Wilde's reputation has undergone considerable rehabilitation in recent years, in no small part due to the visibility and acceptance of homosexuality in the wider world. But reshaping Wilde into the role of martyr or hero isn't easily done. Guthrie veteran Richard Iglewski, who will play Wilde opposite actor Jason Bowcutt's Bosie in the Lab production, says he's struggled considerably with Wilde over the years: "The more I read, and the more I thought about Oscar and the trials, the angrier I became. I kept asking, Why? Why did he pursue this trial when everybody in the world except his lover Bosie was telling him that he couldn't win and that he should leave the country?"
In fact, Wilde seemed to suffer from inertia as his fate unfolded. He bypassed a chance to flee the country (as Bosie did), but also failed to fight, to strike at the heart of the law that crippled him. "He didn't stand up and say, 'This is an outrage that this law exists,'" McSweeny says, "and he was perhaps even in a position to do that and get away with it, because he did have such celebrity.
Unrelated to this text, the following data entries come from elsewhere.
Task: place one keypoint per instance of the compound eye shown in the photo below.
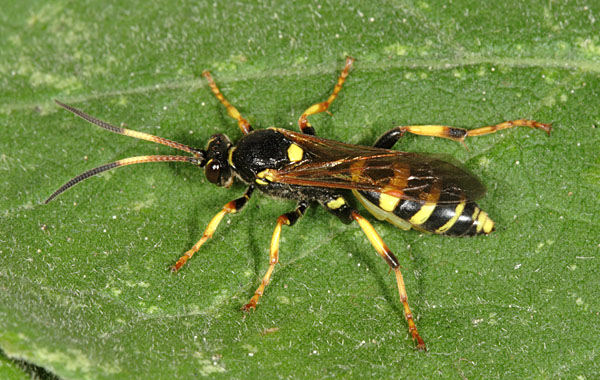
(213, 171)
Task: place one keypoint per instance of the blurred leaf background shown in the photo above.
(84, 287)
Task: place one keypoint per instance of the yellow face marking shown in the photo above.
(481, 218)
(457, 212)
(388, 202)
(266, 174)
(423, 214)
(336, 203)
(488, 225)
(230, 157)
(475, 213)
(295, 153)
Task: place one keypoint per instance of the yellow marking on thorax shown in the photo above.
(481, 218)
(336, 203)
(295, 153)
(488, 225)
(388, 202)
(457, 212)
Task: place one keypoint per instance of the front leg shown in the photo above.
(288, 219)
(305, 126)
(230, 208)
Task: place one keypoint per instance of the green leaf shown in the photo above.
(84, 286)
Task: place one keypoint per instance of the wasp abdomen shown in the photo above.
(461, 218)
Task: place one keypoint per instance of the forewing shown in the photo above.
(332, 164)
Instead he tried to fight the law on its own terms and insist that the facts were untrue."
Wilde's waffling in the witness box has likewise made him a slippery character for gay iconographers. Though Wilde's status as England's most famous homosexual remains almost undisputed, his closeted nature makes him a prickly posterboy for gay rights. Wilde and Bosie lived together in France for two years after he was released from jail, but neither took on the role of dissident. Wilde died in 1900, and Lord Alfred Douglas married and later became a Nazi sympathizer.
But does the gay-rights movement owe anything to Wilde? "If you believe that the most homophobic event is better than complete silence, Wilde helped gay liberation," says University of Minnesota English professor Andrew Elfenbein. "His trial was such a big event that sex between men had to be talked about, whereas before it was hushed up. But I think Wilde has less to do with gay liberation than with representing what became known as 'gay sensibility': a quasi-aristocratic interest in beauty, the fine arts, and impracticality; sharp, sometimes bitchy wit; and a leaning toward an 'effeminate' self-presentation."
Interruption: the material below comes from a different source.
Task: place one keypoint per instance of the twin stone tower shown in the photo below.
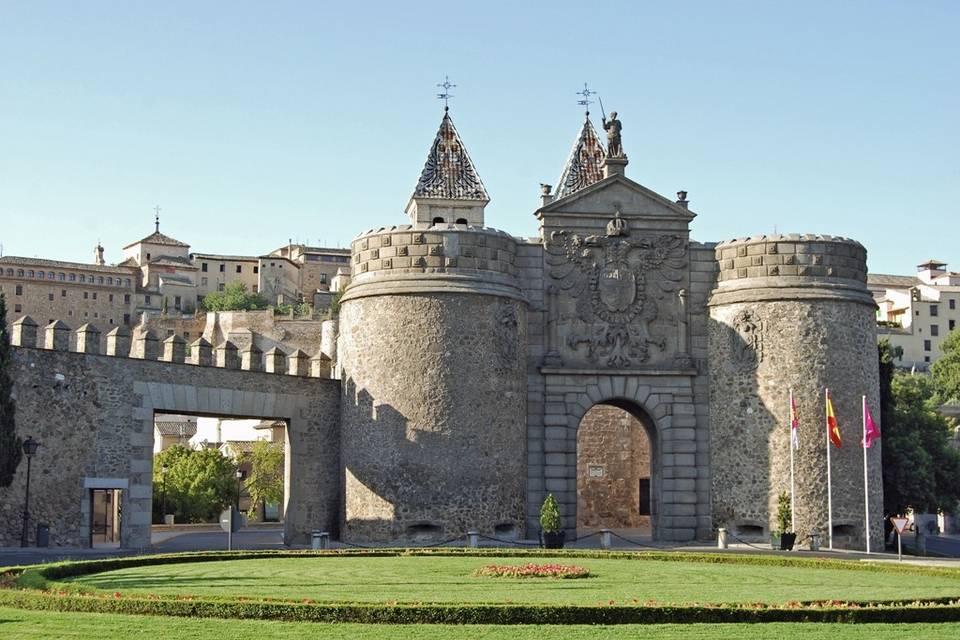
(469, 357)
And that stripe of gay sensibility is fading, Elfenbein notes, as people come out and the definitions of what it means to be queer multiply. "To a degree," he says, "the current interest in Wilde might be thought of as a nostalgic farewell to this mode of gay sensibility, which no longer seems adequate to the sheer variety of people who now self-identify as gay."
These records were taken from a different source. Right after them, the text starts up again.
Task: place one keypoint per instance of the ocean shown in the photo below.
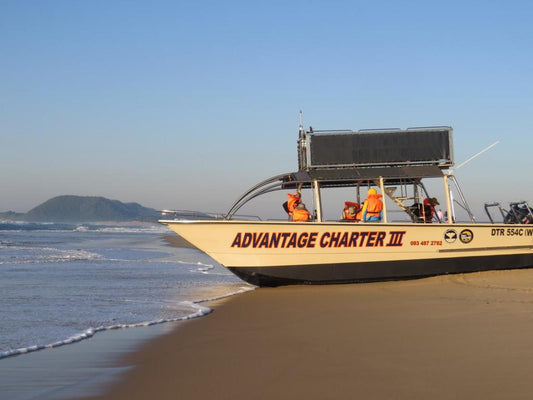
(64, 283)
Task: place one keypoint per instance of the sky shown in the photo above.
(187, 104)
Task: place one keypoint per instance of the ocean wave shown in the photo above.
(199, 311)
(40, 255)
(22, 226)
McSweeny too resists the deification of Wilde as a political activist, a subversive, a dissident, or early homosexual hero. "We have an ability to see in Oscar Wilde everything we want to see," the director says. "People are constantly labeling him. People think that he was a postmodernist, but he wasn't a postmodernist. He was a Victorian. We can't take him out of his world."
The director admits, however, at least one element of Oscar Wilde reflects our view of the postmodern world. "The truth about him is somewhere more in the realm of someone who lived a tremendous number of contradictions in his life," McSweeny says. "And maybe that's what ultimately makes him postmodern, that he lived and embraced contradictions."
Wilde put it another way: "Consistency," he wrote, "is the last refuge of the unimaginative."